In een land, hier ver vandaan, woonde eens een prachtige prinses genaamd Morgiana. Zij was oogverblindend als de zon, haar huid zo zacht als zijde en met rondingen zo glad als de duinen in de woestijn. Zij was de dochter van een rijke Sultan, met bergen aan diamanten. Iedere prins begeerde haar, maar de Sultan vond geen enkele waardig genoeg. Niemand was immers rijker of machtiger dan de sultan, dus waarom zouden deze prinsen het recht hebben zijn dochter te trouwen? De Sultan liet een weddenschap uit gaan om van de prinsen af te zijn: hij vroeg iets wat hij met al zijn macht en rijkdommen niet voor elkaar kon krijgen. Diegene die een diamant kon doen smelten, zou recht hebben op de hand van de Prinsen.

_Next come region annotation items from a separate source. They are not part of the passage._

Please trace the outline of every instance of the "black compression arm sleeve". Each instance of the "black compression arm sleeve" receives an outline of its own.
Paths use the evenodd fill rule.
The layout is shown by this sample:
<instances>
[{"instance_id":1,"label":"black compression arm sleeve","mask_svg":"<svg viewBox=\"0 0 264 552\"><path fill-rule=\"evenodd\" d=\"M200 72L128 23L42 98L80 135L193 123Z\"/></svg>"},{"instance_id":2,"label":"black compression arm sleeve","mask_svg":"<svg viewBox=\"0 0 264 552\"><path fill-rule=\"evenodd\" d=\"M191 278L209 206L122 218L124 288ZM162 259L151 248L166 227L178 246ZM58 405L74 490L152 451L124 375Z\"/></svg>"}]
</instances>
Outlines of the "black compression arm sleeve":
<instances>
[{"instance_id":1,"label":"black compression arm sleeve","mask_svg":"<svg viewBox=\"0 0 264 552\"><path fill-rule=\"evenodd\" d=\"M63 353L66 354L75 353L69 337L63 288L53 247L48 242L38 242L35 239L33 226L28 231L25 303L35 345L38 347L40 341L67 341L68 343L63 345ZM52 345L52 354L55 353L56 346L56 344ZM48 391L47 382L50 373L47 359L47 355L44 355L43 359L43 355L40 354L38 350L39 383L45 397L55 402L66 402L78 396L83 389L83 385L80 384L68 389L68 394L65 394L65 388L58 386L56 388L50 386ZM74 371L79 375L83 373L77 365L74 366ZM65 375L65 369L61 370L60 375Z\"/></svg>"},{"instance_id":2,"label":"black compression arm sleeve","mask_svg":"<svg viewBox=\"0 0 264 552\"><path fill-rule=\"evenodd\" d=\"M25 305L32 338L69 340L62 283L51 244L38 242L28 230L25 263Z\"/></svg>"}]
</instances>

Nu werkte in de stal van de Sultan, de kamelenjongen Mhamud. Hij leefde daar al zijn hele leven en hij was opgegroeid naast Morgiana. In het verleden waren zij in het geheim vriendjes, maar de Sultan verbood dit contact natuurlijk. Sindsdien stond Mhamud iedere nacht te vegen onder het raam van de Prinses, in de hoop een glimps van Morgiana op te vangen. Hij bad tot de Goden dat zijn liefde voor haar ooit beantwoord zou worden, maar ondanks deze gebeden keek zij nooit uit het raam.. of stiekem toch wel, wie zou het weten.

Maar vele prinsen kwamen naar de Sultan om een diamant te doen smelten. Eén kwam met vuur uit een vulkaan, wat de diamant tot as deed vergaan. Een ander met een machtig magiër die de diamant deed splijten. Maar geen enkele prins slaagde er in om een diamant te doen smelten. Keer op keer dropen de prinsen af.

Bijna een jaar verstreek en nog was geen prins er in geslaagd om de prinses te winnen. Op een nacht kwam een armzalig mannetje de stal van Mhamud binnen geschuifeld. Het mannetje vroeg aan Mhamud of hij misschien suikerklontjes had. Die had Mhamud altijd op zak, om zijn kamelen te belonen.. hij overhandigde deze aan het gebochelde mannetje.

Even later verscheen dit armzalige gebochelde mannetje aan het hof van de Sultan. Hij beweerde dat hij de diamant kon smelten! Hier werd om gelachen, maar de man mocht voor de Sultan komen. De Sultan wierp een blik op het mannetje, en vroeg welke prins hij vertegenwoordigde. Het mannetje zei  niemand te vertegenwoordigen, maar kwam met een voorstel: als hij een diamant kon laten smelten, zou de prinses moeten trouwen met de armste man op het paleis, de kamelenjongen. De Sultan lachte luid en gaf het mannetje een kans.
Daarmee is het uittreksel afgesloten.